If you stop to think,
for a moment at most,
about the way rain fell on black pavement...
It splashes and spritzes out from underneath the
fat droplets
It gets caught in your eyelashes, weighing your
lively eyes down.
You run towards the car across the pavement in a sparkly
blue dress, the most beautiful princess.
Then, you jog.
Then you walk.
Then you stand.
and you stand.
just standing.
Looking to the sky, drops fall flat on your face,
caress your cheek bones,
mingle in your hair.
As cautious as a toddler, hesitant as the first kiss,
you spread your arms.
You don't know how, but somehow, someway,
you're spinning.
You are still looking at the sky, arms flung wide,
rain beats down on your smiling face
and not for one moment, one moment at all,
do you dare close your mouth; pull back that toothy grin.
The rain tastes too good, tastes too sweet to fight it.

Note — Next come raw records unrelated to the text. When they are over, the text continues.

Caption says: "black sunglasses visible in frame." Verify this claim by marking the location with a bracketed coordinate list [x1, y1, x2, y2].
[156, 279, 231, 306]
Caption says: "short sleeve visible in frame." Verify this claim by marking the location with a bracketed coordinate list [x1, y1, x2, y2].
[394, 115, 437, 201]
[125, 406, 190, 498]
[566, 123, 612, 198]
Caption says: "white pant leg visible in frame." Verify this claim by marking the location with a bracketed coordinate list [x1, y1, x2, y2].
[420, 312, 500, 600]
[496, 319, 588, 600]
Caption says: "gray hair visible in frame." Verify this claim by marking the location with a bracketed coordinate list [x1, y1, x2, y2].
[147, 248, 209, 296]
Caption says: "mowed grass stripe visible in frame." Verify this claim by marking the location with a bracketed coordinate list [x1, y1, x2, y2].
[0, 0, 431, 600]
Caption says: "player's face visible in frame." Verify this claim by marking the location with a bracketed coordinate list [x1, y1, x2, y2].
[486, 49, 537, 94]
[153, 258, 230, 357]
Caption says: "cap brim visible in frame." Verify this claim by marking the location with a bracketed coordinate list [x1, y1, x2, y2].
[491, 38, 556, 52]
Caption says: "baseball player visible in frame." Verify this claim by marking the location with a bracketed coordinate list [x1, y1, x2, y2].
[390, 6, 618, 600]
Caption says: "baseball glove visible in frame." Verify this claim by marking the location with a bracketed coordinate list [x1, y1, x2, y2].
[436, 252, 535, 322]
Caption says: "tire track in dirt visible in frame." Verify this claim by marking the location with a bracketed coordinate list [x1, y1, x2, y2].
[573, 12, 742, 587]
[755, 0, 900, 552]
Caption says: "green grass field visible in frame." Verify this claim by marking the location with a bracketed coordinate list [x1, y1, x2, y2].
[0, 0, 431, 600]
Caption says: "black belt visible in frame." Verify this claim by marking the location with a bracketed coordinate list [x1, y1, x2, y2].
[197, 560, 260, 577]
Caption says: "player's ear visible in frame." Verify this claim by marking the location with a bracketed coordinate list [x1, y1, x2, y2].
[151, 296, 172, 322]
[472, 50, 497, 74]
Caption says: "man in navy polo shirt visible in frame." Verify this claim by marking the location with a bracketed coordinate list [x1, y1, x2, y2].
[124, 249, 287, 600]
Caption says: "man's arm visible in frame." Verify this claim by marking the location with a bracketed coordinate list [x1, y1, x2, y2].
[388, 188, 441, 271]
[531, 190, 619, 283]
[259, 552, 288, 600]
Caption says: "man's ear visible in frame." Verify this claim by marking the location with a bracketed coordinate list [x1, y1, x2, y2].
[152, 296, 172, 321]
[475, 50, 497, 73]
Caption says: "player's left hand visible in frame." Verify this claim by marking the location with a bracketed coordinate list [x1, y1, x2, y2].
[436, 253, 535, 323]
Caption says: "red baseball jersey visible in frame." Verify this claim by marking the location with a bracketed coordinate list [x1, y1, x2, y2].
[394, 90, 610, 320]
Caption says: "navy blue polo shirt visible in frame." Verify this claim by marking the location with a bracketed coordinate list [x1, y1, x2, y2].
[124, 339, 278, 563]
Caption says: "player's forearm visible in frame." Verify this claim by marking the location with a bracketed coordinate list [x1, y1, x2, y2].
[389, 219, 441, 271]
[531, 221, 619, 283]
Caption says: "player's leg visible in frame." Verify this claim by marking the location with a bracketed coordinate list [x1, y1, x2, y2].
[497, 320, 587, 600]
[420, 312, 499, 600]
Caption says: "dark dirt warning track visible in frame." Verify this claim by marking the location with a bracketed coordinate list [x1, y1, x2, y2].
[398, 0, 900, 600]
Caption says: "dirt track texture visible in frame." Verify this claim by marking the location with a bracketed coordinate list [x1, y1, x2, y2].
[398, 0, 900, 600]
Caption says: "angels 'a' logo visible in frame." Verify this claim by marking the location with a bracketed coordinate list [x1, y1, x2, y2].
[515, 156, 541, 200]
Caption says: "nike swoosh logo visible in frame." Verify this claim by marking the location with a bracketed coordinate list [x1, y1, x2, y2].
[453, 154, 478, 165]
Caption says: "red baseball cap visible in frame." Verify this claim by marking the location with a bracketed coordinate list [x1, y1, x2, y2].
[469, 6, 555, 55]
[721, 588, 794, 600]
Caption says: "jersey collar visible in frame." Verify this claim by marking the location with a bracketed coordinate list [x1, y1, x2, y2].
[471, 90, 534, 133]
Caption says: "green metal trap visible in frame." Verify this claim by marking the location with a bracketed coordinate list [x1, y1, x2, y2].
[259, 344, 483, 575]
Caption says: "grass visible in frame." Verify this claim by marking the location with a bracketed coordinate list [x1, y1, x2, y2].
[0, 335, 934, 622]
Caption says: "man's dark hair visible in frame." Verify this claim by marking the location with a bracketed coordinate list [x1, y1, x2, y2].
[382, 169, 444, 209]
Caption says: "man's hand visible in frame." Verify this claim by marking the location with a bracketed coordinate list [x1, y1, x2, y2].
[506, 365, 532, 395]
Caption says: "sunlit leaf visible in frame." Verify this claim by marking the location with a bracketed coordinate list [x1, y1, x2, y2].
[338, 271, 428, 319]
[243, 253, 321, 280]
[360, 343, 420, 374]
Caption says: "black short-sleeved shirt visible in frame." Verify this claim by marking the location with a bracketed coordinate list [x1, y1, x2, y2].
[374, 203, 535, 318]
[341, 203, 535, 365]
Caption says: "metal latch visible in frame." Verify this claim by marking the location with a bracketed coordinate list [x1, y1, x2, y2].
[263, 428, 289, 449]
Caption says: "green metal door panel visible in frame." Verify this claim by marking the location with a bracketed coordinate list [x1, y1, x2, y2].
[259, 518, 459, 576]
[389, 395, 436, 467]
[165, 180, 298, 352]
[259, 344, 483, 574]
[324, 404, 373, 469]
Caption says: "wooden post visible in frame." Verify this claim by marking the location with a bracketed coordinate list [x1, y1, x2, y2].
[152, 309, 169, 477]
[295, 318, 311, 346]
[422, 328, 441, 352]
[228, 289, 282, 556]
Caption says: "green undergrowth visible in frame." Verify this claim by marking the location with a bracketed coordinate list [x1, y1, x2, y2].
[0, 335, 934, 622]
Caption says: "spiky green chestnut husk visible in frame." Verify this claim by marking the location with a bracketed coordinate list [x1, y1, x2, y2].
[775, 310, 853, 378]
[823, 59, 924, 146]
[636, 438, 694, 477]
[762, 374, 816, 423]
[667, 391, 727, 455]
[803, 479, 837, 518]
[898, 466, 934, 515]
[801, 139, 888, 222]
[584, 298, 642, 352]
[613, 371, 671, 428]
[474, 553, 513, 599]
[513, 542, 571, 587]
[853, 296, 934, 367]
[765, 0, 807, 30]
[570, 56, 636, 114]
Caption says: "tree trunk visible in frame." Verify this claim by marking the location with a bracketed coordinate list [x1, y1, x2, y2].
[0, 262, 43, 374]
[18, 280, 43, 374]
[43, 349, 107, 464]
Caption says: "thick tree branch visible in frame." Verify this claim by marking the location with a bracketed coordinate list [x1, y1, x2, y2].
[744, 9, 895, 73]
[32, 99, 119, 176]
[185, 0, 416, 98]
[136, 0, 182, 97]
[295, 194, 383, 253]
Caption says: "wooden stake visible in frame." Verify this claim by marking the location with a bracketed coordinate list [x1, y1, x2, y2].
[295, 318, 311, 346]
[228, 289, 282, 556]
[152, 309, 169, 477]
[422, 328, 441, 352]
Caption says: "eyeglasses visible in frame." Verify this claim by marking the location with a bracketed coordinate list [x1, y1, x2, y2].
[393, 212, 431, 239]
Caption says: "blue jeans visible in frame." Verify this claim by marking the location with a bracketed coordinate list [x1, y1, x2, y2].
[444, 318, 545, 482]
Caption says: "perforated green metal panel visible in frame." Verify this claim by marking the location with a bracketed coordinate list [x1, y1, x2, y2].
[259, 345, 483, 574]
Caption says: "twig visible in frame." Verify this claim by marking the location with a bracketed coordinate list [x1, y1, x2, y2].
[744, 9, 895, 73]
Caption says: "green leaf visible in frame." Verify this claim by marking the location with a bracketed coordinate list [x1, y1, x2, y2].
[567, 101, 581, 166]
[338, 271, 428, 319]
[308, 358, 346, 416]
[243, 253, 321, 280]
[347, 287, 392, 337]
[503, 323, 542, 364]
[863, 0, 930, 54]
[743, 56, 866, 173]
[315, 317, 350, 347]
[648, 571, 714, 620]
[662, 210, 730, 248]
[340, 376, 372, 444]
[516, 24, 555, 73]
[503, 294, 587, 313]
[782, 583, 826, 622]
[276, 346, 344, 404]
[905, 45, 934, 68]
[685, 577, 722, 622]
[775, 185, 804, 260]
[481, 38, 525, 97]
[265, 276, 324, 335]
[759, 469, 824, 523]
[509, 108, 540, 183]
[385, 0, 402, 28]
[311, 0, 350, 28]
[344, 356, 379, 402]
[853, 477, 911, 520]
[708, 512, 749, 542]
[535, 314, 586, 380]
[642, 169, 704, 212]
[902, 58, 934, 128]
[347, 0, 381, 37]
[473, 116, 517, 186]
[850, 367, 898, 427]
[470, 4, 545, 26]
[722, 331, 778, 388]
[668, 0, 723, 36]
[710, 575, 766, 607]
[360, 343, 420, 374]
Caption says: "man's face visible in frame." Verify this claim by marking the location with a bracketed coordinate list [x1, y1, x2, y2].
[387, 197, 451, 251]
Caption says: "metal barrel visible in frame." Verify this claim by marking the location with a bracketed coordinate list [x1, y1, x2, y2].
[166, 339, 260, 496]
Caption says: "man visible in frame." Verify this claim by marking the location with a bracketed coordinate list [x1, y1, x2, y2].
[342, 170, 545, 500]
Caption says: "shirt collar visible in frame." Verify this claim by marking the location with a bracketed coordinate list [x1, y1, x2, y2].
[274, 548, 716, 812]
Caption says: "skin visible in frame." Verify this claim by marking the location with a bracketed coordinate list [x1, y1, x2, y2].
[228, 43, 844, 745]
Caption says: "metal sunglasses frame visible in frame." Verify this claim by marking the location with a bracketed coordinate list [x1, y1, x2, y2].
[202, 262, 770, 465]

Your perfect curls become weighed down, hairspray
runs away.
Slowly, frizzes start popping up, but you don't care one
bit at all.
It's slicked back,
mascara slides down,
but you're beautiful.
Butterflies aren't supposed to fly in the rain,
you heard,
maybe it makes their wings too sore,
but you swear to God you saw one.
It flapped and flapped and you could
tell it was struggling, keeping from drowning,
but still graceful as a swan,
pretty as a petal.
And you thought,
"I've finally found what I want to be."
A car door clicks, and broken from your trance,
you stand straight up,
dress hanging down, sopping wet,
no makeup to be found.
He runs over, umbrella in left,
holds out his right.
"Take it," he says, coaxing you along.
You think, seconds feel like hours and
minutes feel like days.
You don't know why, but for right now,
you're perfectly fine.
You take another look up, his eyes stay still
on your face, searching in the most loving way,
trying to see your thoughts.
"I want to be a butterfly," you said.
"You can."
In that moment he abandoned all hope of reasoning,
all hope of making it back home,
so he shouted to the driver,
"Sir, could you please turn the music up; the
headlights on?"
He dropped the umbrella, the rain fell harder.
He took her left hand, pressed it to her lips,
and almost died.
For the first time,
for the first time ever,
you felt beautiful.
And he saw that.
For the first time,
the first time ever,
you felt free.
just free.
If you stop to think,
for a moment at most,
about the way rain fell on black pavement,
I found that the you's are me's and
the he's are you's and I want nothing more
to be a butterfly in the rain,
and unspoken beauty,
a hushed secret,
with you.
Just another onlooker,
but one who actually believed.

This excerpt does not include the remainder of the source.